Alcuni artisti hanno attinto direttamente dalle opere di Tolkien i nomi dei
loro gruppi, altri hanno dedicato interi dischi alla sua narrativa, altri
hanno invece saccheggiato il suo immaginario per illustrare le loro copertine
(pensate solo alle decine e decine di band di power metal che
hanno immaginato epiche cover con draghi, maghi, cavalieri, orchi,
in paesaggi fatati o spettrali a seconda dei casi). Partiamo così dai
nomi, visto che proprio questi sono alla base della nascita di ogni realtà
come sosteneva lo stesso Tolkien: “l’invenzione della lingua è
il fondamento di tutto. I miei racconti sono stati tutti elaborati più
per fornire un mondo alla lingua che viceversa. Per me, prima viene un nome
e poi la vicenda”. E allora via con i nomi: Rivendell,
Arathorn, Minas Tirith, Minas Morgul,
Isengard, Gandalf, Moria,
Count Grishnack, Lugburz, Ancalagon,
Marillion (abbreviato dall’originario Silmarillion),
Morgoth, Rhün, Amon Amarth,
Gorgoroth, Fangorn, Lothlorien,
Mordor, Ephelm Duath, Morannon,
Dagorlad, Elbereth, Morgul,
Nazgul, Shagrath, Shadow Host,
Cirith Ungol, Cirith Gorgor, Evereve,
Khazad-düm, Nargothrond… e ci
interrompiamo qui nell’elenco per non annoiarvi troppo.
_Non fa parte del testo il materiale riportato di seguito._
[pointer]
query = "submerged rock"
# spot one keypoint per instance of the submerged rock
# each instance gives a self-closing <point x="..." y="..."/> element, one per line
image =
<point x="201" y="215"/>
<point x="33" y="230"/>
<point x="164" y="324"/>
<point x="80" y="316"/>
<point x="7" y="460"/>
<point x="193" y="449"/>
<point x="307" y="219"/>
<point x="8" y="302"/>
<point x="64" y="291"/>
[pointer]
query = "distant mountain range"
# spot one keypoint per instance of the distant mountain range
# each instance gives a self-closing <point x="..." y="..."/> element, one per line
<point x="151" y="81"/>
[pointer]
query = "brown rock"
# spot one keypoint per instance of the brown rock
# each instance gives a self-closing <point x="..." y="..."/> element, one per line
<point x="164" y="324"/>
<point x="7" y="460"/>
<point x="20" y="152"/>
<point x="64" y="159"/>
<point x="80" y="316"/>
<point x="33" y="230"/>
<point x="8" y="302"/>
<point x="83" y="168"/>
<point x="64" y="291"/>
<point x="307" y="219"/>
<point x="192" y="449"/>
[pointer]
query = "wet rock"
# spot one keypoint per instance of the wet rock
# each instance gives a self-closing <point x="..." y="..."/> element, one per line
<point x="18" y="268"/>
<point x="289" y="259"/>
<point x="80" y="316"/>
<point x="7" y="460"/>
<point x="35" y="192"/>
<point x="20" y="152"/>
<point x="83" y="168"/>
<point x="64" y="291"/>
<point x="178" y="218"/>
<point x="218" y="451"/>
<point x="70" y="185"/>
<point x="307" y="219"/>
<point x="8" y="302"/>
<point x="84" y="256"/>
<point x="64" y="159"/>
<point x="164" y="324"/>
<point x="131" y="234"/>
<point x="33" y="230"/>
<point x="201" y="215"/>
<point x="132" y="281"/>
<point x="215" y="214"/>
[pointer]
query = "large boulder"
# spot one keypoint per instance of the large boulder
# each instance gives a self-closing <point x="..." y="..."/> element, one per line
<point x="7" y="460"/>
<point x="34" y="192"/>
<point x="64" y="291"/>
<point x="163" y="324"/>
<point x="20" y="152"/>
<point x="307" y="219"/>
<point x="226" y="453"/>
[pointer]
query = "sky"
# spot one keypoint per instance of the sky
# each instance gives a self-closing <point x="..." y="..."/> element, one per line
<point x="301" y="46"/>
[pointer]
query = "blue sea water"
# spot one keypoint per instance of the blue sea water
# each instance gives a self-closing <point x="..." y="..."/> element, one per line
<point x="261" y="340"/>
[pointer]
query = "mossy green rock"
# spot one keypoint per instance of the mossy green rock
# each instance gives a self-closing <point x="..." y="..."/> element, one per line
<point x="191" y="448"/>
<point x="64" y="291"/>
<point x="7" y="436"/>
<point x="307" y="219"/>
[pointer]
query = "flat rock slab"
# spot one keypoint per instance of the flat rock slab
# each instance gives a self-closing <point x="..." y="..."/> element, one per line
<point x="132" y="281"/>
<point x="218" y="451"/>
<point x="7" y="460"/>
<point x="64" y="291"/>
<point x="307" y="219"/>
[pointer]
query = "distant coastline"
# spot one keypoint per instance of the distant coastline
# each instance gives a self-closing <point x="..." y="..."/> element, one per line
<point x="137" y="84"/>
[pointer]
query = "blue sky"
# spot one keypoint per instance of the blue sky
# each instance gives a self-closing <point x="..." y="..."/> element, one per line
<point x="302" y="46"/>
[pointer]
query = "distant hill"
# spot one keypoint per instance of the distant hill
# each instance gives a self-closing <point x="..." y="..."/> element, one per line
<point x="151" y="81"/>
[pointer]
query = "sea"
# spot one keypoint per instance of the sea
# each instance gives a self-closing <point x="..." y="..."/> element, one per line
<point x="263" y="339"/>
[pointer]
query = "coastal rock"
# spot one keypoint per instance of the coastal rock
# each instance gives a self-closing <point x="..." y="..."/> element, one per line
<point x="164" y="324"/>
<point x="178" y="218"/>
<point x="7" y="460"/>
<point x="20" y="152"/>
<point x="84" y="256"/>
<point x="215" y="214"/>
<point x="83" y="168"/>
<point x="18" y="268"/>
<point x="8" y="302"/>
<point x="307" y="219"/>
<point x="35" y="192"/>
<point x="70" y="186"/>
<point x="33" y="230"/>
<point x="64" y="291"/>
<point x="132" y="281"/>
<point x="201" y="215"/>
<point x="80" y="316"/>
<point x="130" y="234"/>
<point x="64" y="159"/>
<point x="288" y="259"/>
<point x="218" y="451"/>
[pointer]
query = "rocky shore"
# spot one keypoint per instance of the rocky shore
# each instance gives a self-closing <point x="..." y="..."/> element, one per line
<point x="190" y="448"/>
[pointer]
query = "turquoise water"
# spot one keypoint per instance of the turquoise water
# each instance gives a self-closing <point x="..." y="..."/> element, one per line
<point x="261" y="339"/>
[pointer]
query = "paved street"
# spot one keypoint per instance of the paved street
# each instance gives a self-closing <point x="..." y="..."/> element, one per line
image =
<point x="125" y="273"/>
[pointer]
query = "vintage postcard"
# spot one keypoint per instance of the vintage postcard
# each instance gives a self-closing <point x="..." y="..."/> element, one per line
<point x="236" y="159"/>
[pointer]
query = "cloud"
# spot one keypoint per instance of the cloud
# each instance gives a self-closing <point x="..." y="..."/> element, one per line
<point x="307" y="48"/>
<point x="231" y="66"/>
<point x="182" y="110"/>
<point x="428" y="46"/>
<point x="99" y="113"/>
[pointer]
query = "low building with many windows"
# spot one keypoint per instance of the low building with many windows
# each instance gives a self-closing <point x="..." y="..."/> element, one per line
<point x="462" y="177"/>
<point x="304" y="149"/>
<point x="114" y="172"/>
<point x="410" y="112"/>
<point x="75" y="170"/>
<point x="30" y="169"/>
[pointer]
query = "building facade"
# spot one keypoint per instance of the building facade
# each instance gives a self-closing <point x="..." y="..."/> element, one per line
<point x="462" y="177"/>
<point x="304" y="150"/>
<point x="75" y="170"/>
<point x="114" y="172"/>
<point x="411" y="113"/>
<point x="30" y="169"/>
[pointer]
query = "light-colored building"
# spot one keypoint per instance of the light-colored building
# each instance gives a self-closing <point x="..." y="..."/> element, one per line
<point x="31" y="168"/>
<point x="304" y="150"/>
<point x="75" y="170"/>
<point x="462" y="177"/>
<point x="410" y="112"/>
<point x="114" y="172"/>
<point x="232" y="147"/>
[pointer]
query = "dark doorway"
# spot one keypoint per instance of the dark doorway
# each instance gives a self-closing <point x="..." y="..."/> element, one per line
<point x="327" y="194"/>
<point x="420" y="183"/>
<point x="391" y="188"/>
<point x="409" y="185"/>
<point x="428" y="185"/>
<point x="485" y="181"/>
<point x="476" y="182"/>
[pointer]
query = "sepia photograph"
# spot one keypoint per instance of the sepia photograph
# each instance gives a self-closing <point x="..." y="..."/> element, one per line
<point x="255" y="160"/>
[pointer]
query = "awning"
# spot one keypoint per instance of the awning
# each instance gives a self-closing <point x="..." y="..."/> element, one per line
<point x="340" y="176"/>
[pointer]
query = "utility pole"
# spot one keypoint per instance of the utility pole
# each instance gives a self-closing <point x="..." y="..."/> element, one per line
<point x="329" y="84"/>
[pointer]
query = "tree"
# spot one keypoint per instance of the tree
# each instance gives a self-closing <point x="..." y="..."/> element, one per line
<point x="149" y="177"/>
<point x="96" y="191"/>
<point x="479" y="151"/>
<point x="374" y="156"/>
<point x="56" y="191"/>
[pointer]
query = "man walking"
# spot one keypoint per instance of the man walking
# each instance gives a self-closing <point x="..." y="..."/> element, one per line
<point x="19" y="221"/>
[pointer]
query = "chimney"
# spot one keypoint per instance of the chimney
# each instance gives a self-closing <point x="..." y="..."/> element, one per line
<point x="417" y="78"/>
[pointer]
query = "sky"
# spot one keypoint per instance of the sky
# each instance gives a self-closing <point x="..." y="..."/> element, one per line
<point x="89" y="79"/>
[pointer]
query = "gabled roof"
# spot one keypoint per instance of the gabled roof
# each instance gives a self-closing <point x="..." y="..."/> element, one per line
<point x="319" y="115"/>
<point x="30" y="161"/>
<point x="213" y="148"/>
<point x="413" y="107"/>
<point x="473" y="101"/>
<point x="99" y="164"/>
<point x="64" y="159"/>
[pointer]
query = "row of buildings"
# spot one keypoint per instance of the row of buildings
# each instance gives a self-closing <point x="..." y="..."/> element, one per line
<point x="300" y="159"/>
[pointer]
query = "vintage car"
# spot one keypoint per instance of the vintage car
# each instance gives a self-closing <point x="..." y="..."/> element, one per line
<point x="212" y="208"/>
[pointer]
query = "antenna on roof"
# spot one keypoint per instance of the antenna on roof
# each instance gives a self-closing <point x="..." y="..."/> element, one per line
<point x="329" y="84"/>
Sfogliando le opere di Tolkien ci si accorge che ogni piè sospinto
il professore universitario inserì nei suoi scritti vere e proprie
composizioni in forma di canzone, auspicando che prima o poi qualcuno le cantasse
(il nostro amava molto il folk tradizionale e spesso fin dall’infanzia
frequentò gli happening all’aperto dedicati alla musica
gaelica, celtica e irlandese, appassionandosi a nenie, melodie e traditional
popolari). Le sue composizioni che vengono di volta in volta intonate dagli
Ent, dagli Hobbit, dagli Elfi, dai Cavalieri di Rohan: sono chanson de geste
che ci raccontano il passato, il presente e il futuro della Terra di Mezzo,
arricchendola di un ritmo epico. E se i personaggi positivi descritti dallo
scrittore inglese hanno una naturale tendenza al canto è curioso e
particolarmente significativo che tutti i personaggi negativi e malvagi dell’universo
tolkieniano non mostrino una propensione per alcun tipo di lirica, ma anzi
tendano a zittire tutti coloro che li circondano. Morte e distruzione sono
infatti i suoni della malvagità o sarebbe meglio dire i rumori assordanti
del suo dominio.
Non solo Zeppelin…
“La Regina della Luce impugnò il suo arco e si mise in cammino/
il Principe della Pace abbracciò le tenebre e attraversò la
notte da solo/ oh danzate nel buio della notte/ il Signore Nero cavalca in
forza stanotte e il tempo ci racconterà tutto…”. Così
recita il testo di uno dei caposaldi dell’hard rock di tutti
i tempi: The Battle of Evermore dei Led
Zeppelin. Un pezzo che venne inserito nel quarto album della
band capitanata da Robert Plant e Jimmy Page,
quel quarto disco senza nome che portava scritte in calce strane rune alle
quali nel tempo si è voluto dare un significato talora mistico, talora
diabolico; un album che presentava al suo interno anche la splendida immagine
di un Grande Vecchio in cima a una montagna, appoggiato a un robusto bastone
e con in mano una lanterna accesa (una figura mitica nella quale molti hanno
voluto riconoscere il personaggio dello stregone bianco Galdalf).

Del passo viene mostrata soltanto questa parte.